Doctor of Philosophy (PhD)

Document Type

Doctoral Dissertation


Arts and Sciences



First Advisor

Dr. Patrick Breheny

Second Advisor

Dr. Arnold Stromberg


Copy-number variation (CNV) has been implicated in many complex diseases. It is of great interest to detect and locate such regions through genetic association testings. However, the association testings are complicated by the fact that CNVs usually span multiple markers and thus such markers are correlated to each other. To overcome the difficulty, it is desirable to pool information across the markers. In this thesis, we propose a kernel-based method for aggregation of marker-level tests, in which first we obtain a bunch of p-values through association tests for every marker and then the association test involving CNV is based on the statistic of p-values combinations. In addition, we explore several aspects of its implementation.

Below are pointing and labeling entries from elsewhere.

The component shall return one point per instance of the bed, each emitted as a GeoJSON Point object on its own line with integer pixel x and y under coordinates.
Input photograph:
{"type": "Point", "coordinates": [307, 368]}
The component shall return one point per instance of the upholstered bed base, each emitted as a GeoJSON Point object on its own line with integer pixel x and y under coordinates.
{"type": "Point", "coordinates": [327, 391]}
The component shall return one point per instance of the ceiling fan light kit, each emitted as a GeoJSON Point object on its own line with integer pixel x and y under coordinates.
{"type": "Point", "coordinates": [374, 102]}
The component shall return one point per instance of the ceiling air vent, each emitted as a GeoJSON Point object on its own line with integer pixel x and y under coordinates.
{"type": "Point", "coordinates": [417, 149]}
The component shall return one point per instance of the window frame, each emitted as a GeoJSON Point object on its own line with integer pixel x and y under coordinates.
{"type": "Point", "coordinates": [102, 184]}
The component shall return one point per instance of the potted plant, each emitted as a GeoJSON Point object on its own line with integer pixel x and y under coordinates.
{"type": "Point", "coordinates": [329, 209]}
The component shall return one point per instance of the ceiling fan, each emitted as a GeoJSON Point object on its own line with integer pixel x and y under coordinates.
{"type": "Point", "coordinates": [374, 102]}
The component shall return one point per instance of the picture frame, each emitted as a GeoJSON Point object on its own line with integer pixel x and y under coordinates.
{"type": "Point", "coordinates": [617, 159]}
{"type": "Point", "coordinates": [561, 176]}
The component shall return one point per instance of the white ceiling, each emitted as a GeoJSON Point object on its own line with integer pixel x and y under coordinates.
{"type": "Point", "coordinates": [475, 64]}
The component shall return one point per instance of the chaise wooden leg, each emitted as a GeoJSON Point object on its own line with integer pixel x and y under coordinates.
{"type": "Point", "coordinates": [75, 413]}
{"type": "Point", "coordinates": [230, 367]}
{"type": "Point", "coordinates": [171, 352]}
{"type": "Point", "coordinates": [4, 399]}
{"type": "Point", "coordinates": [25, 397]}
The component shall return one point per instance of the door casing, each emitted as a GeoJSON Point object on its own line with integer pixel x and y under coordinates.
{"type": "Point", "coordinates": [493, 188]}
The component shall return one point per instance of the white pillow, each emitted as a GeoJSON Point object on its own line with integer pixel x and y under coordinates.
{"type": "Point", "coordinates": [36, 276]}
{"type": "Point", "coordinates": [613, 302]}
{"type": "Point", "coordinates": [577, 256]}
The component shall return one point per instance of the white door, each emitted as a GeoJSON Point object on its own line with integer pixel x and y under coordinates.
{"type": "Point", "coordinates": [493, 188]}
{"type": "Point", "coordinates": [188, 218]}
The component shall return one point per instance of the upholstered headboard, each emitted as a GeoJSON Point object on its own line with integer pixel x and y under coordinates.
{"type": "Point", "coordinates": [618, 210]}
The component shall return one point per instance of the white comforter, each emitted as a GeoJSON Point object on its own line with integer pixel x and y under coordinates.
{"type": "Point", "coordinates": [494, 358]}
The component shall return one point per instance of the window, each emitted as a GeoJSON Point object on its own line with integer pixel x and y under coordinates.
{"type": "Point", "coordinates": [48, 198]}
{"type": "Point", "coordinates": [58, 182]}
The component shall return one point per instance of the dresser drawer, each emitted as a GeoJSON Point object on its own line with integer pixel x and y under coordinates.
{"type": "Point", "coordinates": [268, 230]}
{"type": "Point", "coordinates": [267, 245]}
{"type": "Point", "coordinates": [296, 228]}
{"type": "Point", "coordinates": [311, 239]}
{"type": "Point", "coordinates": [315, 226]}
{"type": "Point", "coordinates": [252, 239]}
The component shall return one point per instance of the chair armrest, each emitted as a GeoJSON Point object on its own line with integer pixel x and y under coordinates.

Since p-values among markers are correlated, it is complicated to obtain the null distribution of test statistics for kernel-base aggregation of marker-level tests. To solve the problem, we develop two proper methods that are both demonstrated to preserve the family-wise error rate of the test procedure. They are permutation based and correlation base approaches. Many implementation aspects of kernel-based method are compared through the empirical power studies in a number of simulations constructed from real data involving a pharmacogenomic study of gemcitabine. In addition, more performance comparisons are shown between permutation-based and correlation-based approach. We also apply those two approaches to the real data.

The main contribution of the dissertation is the development of marker-level association testing, a comparable and powerful approach to detect phenotype-associated CNVs. Furthermore, the approach is extended to high dimension setting with high efficiency.